Deployment package file permissions

The Lambda runtime needs permission to read the files in your deployment package. In Linux permissions octal notation, Lambda needs 644 permissions for non-executable files (rw-r--r--) and 755 permissions (rwxr-xr-x) for directories and executable files.

In Linux and MacOS, use the chmod command to change file permissions on files and directories in your deployment package. For example, to give an executable file the correct permissions, run the following command.

chmod 755 <filepath>

To change file permissions in Windows, see Set, View, Change, or Remove Permissions on an Object in the Microsoft Windows documentation.

Container images

You can package your code and dependencies as a container image using tools such as the Docker command line interface (CLI). You can then upload the image to your container registry hosted on Amazon Elastic Container Registry (Amazon ECR).

When you invoke the function, Lambda deploys the container image to an execution environment. Lambda initializes any extensions and then runs the function’s initialization code (the code outside the main handler). Note that function initialization duration is included in billed execution time.

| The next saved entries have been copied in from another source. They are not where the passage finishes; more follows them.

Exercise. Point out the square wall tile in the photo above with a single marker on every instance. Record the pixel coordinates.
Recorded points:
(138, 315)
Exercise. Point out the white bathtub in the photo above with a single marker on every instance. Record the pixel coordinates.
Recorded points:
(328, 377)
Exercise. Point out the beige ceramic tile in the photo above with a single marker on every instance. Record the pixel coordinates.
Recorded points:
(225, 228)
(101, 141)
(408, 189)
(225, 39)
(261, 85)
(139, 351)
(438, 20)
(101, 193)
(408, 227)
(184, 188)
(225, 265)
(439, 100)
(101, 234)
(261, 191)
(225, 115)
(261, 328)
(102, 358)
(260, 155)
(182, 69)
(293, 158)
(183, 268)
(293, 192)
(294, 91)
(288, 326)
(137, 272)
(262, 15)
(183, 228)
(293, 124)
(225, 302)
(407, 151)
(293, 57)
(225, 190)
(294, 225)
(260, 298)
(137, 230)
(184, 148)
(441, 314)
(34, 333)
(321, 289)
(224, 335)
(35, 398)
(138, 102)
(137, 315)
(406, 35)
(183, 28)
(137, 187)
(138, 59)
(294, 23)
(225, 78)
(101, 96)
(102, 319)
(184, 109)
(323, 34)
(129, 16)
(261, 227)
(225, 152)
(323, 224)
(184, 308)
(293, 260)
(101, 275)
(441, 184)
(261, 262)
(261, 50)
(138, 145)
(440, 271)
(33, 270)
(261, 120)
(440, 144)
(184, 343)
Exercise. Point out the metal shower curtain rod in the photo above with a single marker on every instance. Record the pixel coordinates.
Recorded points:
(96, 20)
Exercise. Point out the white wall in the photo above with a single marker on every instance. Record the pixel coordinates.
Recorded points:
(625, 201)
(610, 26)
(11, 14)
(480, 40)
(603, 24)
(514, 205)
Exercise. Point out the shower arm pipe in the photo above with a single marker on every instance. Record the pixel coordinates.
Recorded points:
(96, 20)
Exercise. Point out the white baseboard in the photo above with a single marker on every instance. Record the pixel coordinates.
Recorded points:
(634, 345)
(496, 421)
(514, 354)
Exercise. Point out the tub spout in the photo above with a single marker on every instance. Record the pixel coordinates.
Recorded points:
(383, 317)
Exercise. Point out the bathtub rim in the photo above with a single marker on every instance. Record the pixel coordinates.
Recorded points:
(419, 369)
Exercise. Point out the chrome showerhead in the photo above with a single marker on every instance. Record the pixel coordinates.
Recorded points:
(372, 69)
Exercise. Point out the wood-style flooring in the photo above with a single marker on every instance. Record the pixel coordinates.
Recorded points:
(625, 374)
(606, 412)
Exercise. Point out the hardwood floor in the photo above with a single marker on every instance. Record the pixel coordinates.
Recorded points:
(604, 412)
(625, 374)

Lambda then runs the function by calling the code entry point specified in the function configuration (the ENTRYPOINT and CMD container image settings).

Amazon provides a set of open-source base images that you can use to build the container image for your function code. You can also use alternative base images from other container registries. Amazon also provides an open-source runtime client that you add to your alternative base image to make it compatible with the Lambda service.

Additionally, Amazon provides a runtime interface emulator for you to test your functions locally using tools such as the Docker CLI.


You create each container image to be compatible with one of the instruction set architectures that Lambda supports. Lambda provides base images for each of the instruction set architectures and Lambda also provides base images that support both architectures.

The image that you build for your function must target only one of the architectures.

There is no additional charge for packaging and deploying functions as container images. When a function deployed as a container image is invoked, you pay for invocation requests and execution duration. You do incur charges related to storing your container images in Amazon ECR. For more information, see Amazon ECR pricing.

Image security

When Lambda first downloads the container image from its original source (Amazon ECR), the container image is optimized, encrypted, and stored using authenticated convergent encryption methods. All keys that are required to decrypt customer data are protected using Amazon KMS customer managed keys. To track and audit Lambda's usage of customer managed keys, you can view the Amazon CloudTrail logs.